The past week, I was on a road trip from Seattle, WA to New York, NY in a 7 day whirlwind helping a friend move. Since even when I’m not in the BigDoor office, I can’t help but think about the cool stuff we do here for customer loyalty, I found myself noting some things to share with you that I learned on the road.
#1 – Loyalty Matters
Being a Seattleite typically means having a coffee addiction. Having a coffee addiction and a love of loyalty programs, quickly led me to become a gold card carrying member of the Starbucks Reward program. I love the perks, free coffee and status I get at Starbucks with my gold card, and will typically go out of my way to drink coffee there above any other place.

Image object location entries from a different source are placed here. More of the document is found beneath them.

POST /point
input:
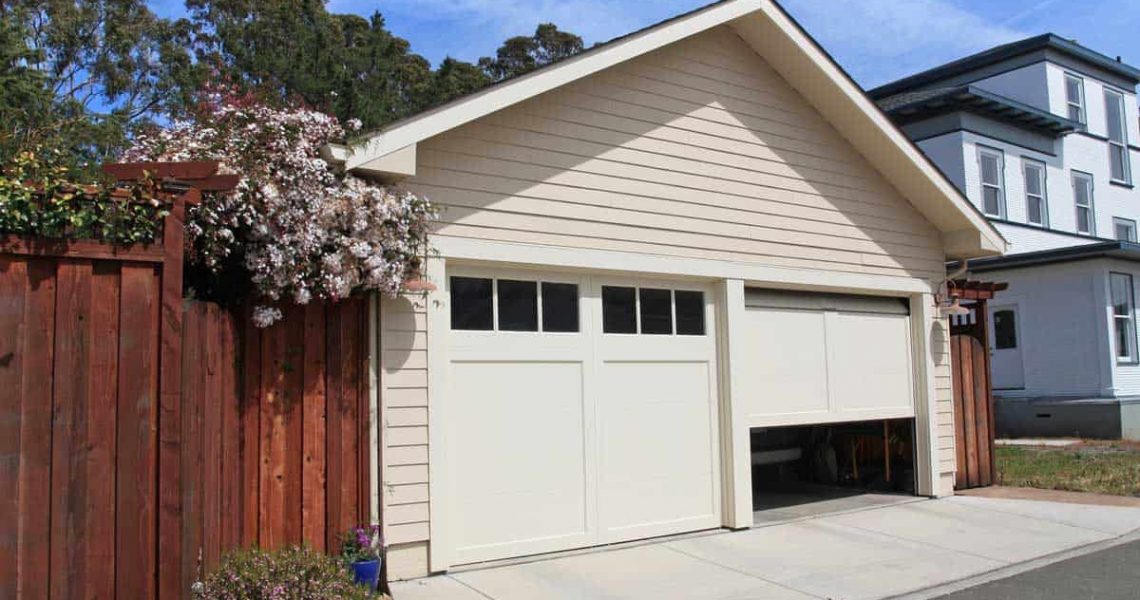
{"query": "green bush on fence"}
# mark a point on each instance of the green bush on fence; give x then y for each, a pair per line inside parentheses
(298, 573)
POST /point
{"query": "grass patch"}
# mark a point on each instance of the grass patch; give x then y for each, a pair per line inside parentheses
(1098, 467)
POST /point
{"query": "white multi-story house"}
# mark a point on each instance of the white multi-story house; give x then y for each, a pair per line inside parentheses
(1042, 137)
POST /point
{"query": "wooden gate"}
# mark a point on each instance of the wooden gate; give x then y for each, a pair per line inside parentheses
(974, 414)
(141, 435)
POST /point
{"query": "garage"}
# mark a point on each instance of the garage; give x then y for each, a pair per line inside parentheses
(584, 411)
(830, 402)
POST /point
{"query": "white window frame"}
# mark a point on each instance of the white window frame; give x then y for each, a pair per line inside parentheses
(1125, 321)
(1043, 197)
(1122, 144)
(1120, 221)
(1000, 186)
(1079, 104)
(1077, 178)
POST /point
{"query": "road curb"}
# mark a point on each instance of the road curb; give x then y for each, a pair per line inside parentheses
(1010, 570)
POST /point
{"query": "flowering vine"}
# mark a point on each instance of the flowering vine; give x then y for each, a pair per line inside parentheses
(298, 228)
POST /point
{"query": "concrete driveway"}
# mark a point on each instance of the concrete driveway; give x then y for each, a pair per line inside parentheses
(877, 552)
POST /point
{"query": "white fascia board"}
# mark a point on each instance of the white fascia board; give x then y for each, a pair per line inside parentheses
(780, 41)
(501, 96)
(467, 250)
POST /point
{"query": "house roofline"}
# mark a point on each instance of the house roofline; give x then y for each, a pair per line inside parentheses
(772, 33)
(1120, 250)
(976, 99)
(1003, 53)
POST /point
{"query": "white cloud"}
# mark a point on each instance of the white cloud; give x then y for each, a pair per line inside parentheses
(881, 40)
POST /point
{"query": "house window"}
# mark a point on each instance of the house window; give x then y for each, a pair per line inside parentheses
(1082, 196)
(652, 311)
(1004, 330)
(1125, 229)
(1035, 205)
(1074, 97)
(1123, 318)
(1118, 163)
(522, 306)
(993, 194)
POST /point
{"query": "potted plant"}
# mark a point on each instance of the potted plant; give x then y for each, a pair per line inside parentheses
(360, 546)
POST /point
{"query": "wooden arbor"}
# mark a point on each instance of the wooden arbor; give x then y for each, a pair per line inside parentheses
(974, 414)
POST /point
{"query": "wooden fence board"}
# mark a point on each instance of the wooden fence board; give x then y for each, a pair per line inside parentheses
(70, 402)
(34, 527)
(312, 504)
(137, 432)
(13, 299)
(269, 446)
(293, 404)
(100, 435)
(972, 399)
(251, 431)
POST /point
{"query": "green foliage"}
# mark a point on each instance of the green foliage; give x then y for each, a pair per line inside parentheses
(288, 574)
(84, 76)
(361, 544)
(87, 73)
(521, 55)
(38, 200)
(1091, 465)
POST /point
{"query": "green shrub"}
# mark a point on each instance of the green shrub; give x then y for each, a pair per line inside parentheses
(288, 574)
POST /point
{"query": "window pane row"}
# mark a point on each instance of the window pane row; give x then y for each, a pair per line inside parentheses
(1123, 307)
(473, 305)
(652, 311)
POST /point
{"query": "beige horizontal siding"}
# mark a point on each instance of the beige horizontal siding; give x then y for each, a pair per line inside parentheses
(404, 397)
(699, 150)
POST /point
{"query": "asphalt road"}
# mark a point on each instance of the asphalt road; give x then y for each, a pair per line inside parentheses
(1112, 574)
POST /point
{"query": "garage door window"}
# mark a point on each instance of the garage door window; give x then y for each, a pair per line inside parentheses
(472, 303)
(560, 307)
(523, 306)
(518, 306)
(656, 310)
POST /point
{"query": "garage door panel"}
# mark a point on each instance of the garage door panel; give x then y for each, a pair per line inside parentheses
(815, 358)
(519, 472)
(562, 439)
(656, 434)
(870, 364)
(787, 363)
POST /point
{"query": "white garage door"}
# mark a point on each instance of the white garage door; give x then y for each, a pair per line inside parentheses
(581, 411)
(817, 358)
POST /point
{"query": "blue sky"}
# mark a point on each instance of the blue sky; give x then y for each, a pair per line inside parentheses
(874, 40)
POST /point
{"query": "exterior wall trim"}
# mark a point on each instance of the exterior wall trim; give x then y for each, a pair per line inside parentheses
(605, 260)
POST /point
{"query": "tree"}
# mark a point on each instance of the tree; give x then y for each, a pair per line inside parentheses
(454, 79)
(521, 54)
(24, 98)
(351, 66)
(105, 66)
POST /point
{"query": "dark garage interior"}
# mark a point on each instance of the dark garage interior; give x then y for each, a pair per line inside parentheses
(809, 470)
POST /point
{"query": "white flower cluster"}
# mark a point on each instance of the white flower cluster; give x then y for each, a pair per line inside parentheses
(302, 230)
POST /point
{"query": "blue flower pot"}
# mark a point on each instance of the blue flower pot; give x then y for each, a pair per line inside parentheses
(366, 573)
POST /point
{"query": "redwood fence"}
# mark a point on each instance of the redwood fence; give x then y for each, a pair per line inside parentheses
(141, 435)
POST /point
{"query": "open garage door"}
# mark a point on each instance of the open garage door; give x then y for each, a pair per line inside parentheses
(583, 411)
(823, 358)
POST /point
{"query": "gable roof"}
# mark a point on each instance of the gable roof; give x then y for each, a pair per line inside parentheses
(774, 35)
(1050, 41)
(910, 106)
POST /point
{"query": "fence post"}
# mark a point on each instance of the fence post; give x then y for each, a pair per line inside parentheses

If you’re familiar at all with the states of Montana, Wyoming or South Dakota, you may know that Starbucks locations are few and far between. While it might have been easier to settle for a coffee elsewhere, I found myself driving out of the way, or waiting longer distances just to add another gold star to my rewards account. While I’d like to say my loyalty to Starbucks stems only from their delicious coffee, I’d be lying. I’m loyal because I like the status and I like earning free stuff, so it’s worth the extra effort. Bottom line, create reasons for your customers to return to you and they will, even if it means driving across a barren wasteland while jonesing hard for an iced Pike Place Brew coffee with light soy.

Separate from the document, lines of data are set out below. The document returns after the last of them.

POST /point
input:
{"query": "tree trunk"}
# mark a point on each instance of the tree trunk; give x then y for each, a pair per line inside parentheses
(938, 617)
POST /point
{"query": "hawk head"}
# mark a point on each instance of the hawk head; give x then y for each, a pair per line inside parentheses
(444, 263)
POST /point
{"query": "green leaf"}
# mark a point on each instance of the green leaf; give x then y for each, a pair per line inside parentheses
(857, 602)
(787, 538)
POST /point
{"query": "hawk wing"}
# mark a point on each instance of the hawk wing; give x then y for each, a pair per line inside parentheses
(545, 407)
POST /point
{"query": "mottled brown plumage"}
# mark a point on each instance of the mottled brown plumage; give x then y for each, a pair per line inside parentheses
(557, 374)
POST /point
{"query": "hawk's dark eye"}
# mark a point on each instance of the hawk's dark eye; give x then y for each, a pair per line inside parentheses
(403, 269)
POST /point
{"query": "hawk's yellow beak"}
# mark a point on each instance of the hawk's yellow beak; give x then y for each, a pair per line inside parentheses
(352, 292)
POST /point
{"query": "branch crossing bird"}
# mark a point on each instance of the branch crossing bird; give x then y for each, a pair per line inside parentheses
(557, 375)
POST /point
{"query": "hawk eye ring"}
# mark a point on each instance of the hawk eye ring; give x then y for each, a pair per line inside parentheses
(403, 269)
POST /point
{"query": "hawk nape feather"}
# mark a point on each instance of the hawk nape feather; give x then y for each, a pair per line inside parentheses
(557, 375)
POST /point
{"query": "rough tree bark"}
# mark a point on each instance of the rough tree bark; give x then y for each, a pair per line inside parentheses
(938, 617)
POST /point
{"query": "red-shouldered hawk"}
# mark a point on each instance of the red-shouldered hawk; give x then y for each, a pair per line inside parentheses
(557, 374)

Seriously, there is nothing out there...
#2 – Onboarding Matters
Pretty much anyone under the age of 25 has bought something at Ikea. During this trip, we made a stop at the Brooklyn Ikea and I was surprised to see signs for their Loyalty program. Ikea’s loyalty program (called the Ikea Family) is pretty standard for a retailer, discounts on certain purchases with some free stuff thrown in (coffee is one of them, if you’re curious), but what really impressed me was their flawless onboarding of new users. Most people go to Ikea irregularly, and likely wouldn’t see the value in signing up for a few discounts at a store they see maybe once or twice a year. But upon walking through the front doors, visitors are greeted with large colorful signs, pointing to kiosks to sign up. The kiosks are not only located in the perfect spot (before you shop), they also clearly spell out what you get. Best of all, they allow you to input your information, print out your new rewards card and start shopping with discounts in a matter of minutes. How many of us have been interested in a rewards program, but irritated by difficult or slow onboarding? Most Ikea visitors might bypass a mail in rewards form, or a clunky slow system, but Ikea managed to make the process so easy, everyone I was with signed up. Onboarding users into a rewards or loyalty program should be easy, it shouldn’t deter your users and it should give them a hint of what using your product or consuming your content should be like, namely enjoyable.

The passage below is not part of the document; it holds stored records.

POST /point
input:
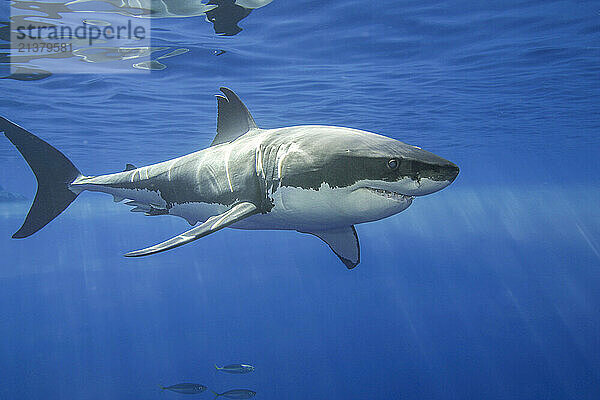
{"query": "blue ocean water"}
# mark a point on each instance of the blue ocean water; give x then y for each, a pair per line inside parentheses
(489, 289)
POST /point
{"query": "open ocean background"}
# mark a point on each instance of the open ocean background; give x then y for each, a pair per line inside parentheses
(489, 289)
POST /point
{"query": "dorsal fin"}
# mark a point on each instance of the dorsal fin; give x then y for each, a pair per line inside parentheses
(233, 118)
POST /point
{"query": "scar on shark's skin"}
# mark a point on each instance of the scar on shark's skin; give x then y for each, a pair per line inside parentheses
(314, 179)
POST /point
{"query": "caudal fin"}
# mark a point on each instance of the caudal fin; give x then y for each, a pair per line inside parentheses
(53, 171)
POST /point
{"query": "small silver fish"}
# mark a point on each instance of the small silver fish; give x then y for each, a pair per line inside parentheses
(186, 388)
(236, 394)
(236, 368)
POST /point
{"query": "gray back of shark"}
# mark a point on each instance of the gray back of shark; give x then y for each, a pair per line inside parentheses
(314, 179)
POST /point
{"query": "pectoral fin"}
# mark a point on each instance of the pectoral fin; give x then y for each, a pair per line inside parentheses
(213, 224)
(343, 242)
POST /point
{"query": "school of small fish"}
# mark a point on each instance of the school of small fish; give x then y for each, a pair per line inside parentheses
(196, 388)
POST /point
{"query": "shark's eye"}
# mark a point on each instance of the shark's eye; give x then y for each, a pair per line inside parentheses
(393, 164)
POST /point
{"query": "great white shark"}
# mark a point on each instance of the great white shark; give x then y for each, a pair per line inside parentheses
(314, 179)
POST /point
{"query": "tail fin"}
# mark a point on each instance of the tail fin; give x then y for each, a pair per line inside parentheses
(53, 171)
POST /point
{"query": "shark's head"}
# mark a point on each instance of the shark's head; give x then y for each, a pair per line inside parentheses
(374, 176)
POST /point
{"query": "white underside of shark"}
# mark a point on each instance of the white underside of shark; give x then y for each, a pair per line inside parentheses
(314, 179)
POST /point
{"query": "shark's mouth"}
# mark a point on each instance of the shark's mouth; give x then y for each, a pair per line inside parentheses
(390, 195)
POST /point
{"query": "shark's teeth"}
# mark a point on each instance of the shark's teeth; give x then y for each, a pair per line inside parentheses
(390, 195)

Who wouldn't stop for this?
#3 Hype Yourself
Are you awesome? If you read this blog, probably, but do your users know it? Do they know about the cool customer loyalty program or gamification solution you have spent time putting together? A loyalty program won’t do you any good if people don’t know that it’s there or what it can do for them. Cue Wall Drug. If you haven’t heard of it, you’ve probably never driven the I-90 corridor between Michigan and Montana, because if there is anything Wall Drug is good at, it’s making you aware of its presence. Miles of billboards tell bored, hungry or sleepy drivers about the wonders that await them should they get off the freeway and spend a few moments at the tourist trap/food mecca that is Wall Drug. By the time you hit the exit, travelling East or West, you are craving their fresh donuts, can’t wait to see their T-Rex, or just excited for a cup of coffee or some free ice water. While Wall Drug was probably one of the coolest things I saw on the drive to NY, I would have never stopped, bought my share of donuts and ice cream or seen a giant Brontosaurus, if Wall Drug hadn’t spent 15 miles telling me about how I couldn’t live without them. It’s ok and should be encouraged to tell users how cool you are, and get them excited for the things you are doing.
While I don’t advise driving across the country in a giant rental truck in the middle of summer for everyone, I can advise keeping your eyes open for new and old techniques that we can apply to the online world to increase user engagement and loyalty. These are a few of the techniques and things I noted about loyalty in the past week, but I’d love to hear yours!